With no one in agreement as to what constitutes a best player available, a team aiming to pick that player has no alternative but to craft some makeshift criteria and then snag the player best fitting them. In 2005, that responsibility fell to the Hawks with the second overall pick. The Hawks clearly needed Deron Williams or Chris Paul, and even a CPU would have taken one of the two, but they took North Carolina forward Marvin Williams instead.

Williams's attributes, those of being a 6'9?, athletic forward, overlapped with Smith. His position, and some of his skills, overlapped with Josh Childress. He was clearly not a need pick in any sense of the term. The Hawks had singled him out as the best player available, for whatever reasoning they had determined. As the past five years have proven, largely thanks to the aforementioned Williams and Paul, the Hawks could not have been more wrong.

With examples like these, how can teams identify the best player available?

Many players are taken for completely different reasons.

Some players are drafted for reasons having nothing to do with need or perceived talent. In 2005, the Clippers allegedly promised Russian forward Yaroslav Korolev they would take him with their 12th overall pick so he would stay in the draft. As tormenting as watching Danny Granger fall past them must have been, the Clippers stayed true to their word and picked Korolev anyway. Granger would have satisfied a need or a best talent to the Clippers, as his play in Indiana has no doubt reminded them.

Likewise, some picks are made not based on any production that has come from the player, but on what might happen someday. When the Supersonics saw Saer Sene in 2006, they saw a legitimate seven-footer with a enormous 7'8? wingspan and monstrous athleticism. What they hadn't seen was solid play at a high level of competition. To this day, four years later, they still haven't.

The Bulls decided to take Tyrus Thomas instead of LaMarcus Aldridge in that same draft, going so far as to make a draft-day swap with a Portland team that was drafting two spots later. Aldridge had proven more in college, and indeed, Thomas and future Celtics reserve Glen Davis had to double-team Aldridge in the NCAA tournament that year. Thomas had potential, athleticism, and the still-undefined ?motor?, but Aldridge had two things that Thomas still doesn't have. Aldridge had a higher talent level, and a skill set, not to mention size, that made him more suitable to a Bulls team that was based around a perimeter trio of Kirk Hinrich, Ben Gordon and Luol Deng. The Bulls clearly did not take Thomas over Aldridge to fulfill a need of any type or to take the best player available. It was a pick based on potential, like so many others that have gone right or wrong.
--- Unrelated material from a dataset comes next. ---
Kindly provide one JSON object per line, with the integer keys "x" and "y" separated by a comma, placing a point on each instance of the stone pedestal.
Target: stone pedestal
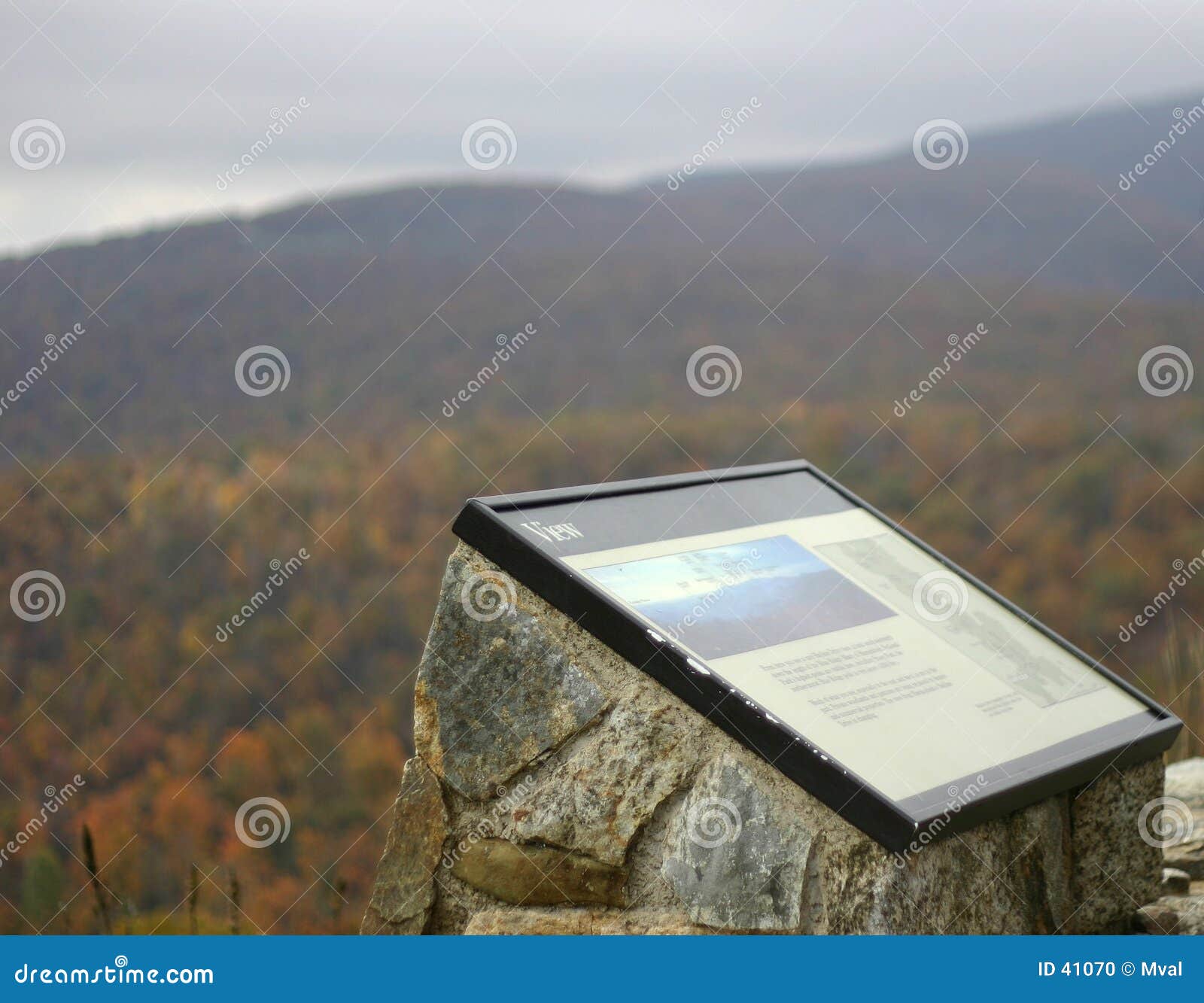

The notion that need versus best player available is an unalterable dichotomy has about as much of a point as drafting a player with the outlook of a Korolev. There are as many reasons to draft a player as there are players in the draft. Maybe he's friends with a top free agent the team wants, maybe he's a hometown hero, maybe he has the capability of drawing more fans... whatever it may be, there's a team somewhere, some year, that will use it as justification to hand a young man millions of dollars and, in some cases, the keys to a franchise.

If a player is a good fit on the team, take him. If the player is an apparent shoo-in as the best, like John Wall this year, take him. If his improvement is so drastic against all levels of competition that his potential is impossible to resist, take him. Don't promise to take a player unless, when you're on the clock, he'll still be the player you want.

There's no method in all of this, no rule governing the use of draft picks. There's only the necessity of scouting, evaluating, discussing, repeating those steps about ten thousand times, and then selecting a player who will improve the team.